Detail of the Free Church in “Village of Wellington” (1857) by Archibald Willard. Original painting owned by Herrick Memorial Library. Permission
to display generously granted by the library.
The Lorain County News reported in early 1866 that “a movement is on foot to thoroughly repair the Congregational Church in this place, which has been long needed. The township trustees are repairing, fitting up and thoroughly painting the Town Hall, which will do away with the necessity of using the church for everything, as for some time past” (3-28-1866, pg. 3). By the end of the year, the church had “received a coat of paint on the outside, which adds greatly to its appearance. The thorough repairing lately given it makes it a very pleasant place of worship.” At the same time, “a fine stone walk, and…lamp post” were installed in front of the Town Hall (12-19-1866, pg. 3). It seems that in 1866, the term ‘Town Hall’ referred to the Old Free Church and the Congregational Church was then the Old White Church. In 1892, Barton wrote that the Free Church building “is now used by Christie & Bennett as a wagon shop” (pg. 25). Ten years later, the Enterprise reported that “the old wagon shop that fronts the railroad tracks south of West Main street and now occupied by Mr. Harry Bennett, was once the Congregational church of this place” (8-6-1902, pg. 1). Its ultimate fate is not known.

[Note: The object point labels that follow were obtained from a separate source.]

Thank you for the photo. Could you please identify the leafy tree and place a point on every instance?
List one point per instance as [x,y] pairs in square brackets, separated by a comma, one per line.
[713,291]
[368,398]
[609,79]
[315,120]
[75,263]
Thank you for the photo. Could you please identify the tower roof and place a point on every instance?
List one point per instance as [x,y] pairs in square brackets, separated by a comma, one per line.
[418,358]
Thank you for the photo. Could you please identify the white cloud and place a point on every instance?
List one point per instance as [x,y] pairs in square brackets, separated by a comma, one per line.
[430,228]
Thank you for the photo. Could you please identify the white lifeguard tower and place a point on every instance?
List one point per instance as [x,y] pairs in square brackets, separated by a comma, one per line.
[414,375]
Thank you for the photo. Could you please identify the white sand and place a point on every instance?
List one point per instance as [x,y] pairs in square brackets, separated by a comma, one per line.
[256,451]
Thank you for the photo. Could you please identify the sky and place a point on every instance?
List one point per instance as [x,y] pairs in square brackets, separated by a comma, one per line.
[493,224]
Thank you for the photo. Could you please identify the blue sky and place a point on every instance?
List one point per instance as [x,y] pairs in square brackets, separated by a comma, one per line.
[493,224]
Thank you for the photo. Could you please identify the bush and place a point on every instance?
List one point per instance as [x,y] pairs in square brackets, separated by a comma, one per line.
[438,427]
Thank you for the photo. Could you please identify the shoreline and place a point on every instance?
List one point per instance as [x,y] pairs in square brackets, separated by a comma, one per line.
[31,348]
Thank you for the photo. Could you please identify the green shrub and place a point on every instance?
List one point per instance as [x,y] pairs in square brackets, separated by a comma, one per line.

[UPDATE: For March 2017 speculation on the fate of the Old White Church, click here.]
When the theological and political rifts of the war years were healing, the next major difficulty faced by the congregation was overcrowding. The coming of the railroad and the Cheese Boom had increased both the population and the overall wealth of the community in the years since the construction of the two wood-framed sanctuaries. Many of the town’s most prominent businessmen were members of the Congregational faith. When a subscription was raised to erect a magnificent brick church on the corner of South Main and Magyar Streets in January 1878, contributors included Noah Huckins, John Wilbur, John Artz, Sidney Warner, Watson Wean, Timothy Doland, David Wadsworth, Sereno Bacon, Joseph Turley, Albert Couch, and many more. I have written before about Hiram Allyn receiving the construction contract for the project, which totaled some $25,000.

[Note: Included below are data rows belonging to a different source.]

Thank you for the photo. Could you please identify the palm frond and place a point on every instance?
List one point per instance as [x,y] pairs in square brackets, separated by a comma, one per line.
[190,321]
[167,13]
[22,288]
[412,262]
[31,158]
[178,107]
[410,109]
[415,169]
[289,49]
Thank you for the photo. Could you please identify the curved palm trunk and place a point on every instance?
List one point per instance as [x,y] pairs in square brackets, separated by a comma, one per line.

“First Brick Church–Built 1878-1879, Burned 1895.” From “A History of First Congregational United Church of Christ of Wellington, Ohio, 1824-1974,” by the Rev. Ronald Boldman.
The 1879 building, which Barton called “the finest and best arranged church edifice in the county, and outside the large cities, one of the very best in the state” (pg. 25) does indeed sound impressive in the descriptions of the time. Its heating and lighting systems were the latest technologies, and its interior was sumptuous. Sadly, it caught fire and was totally destroyed in February 1895. It was less than two decades old.

Interior view of the 1879 brick Congregational Church, which burned in 1895. Photo 970465 of “Wellington Family Album” Collection, Herrick Memorial Library. Permission to display generously granted by the library.
The present brick church, shown at the top of the post, was constructed on the site of the burned church. G. Frederick Wright’s A Standard History of Lorain County was published in 1916, but he copied so much content directly from The History of Lorain County, Ohio (1879) that he did not even bother to note the destruction of the 1879 church and its later replacement, which occurred almost immediately. The present church was dedicated in September 1896.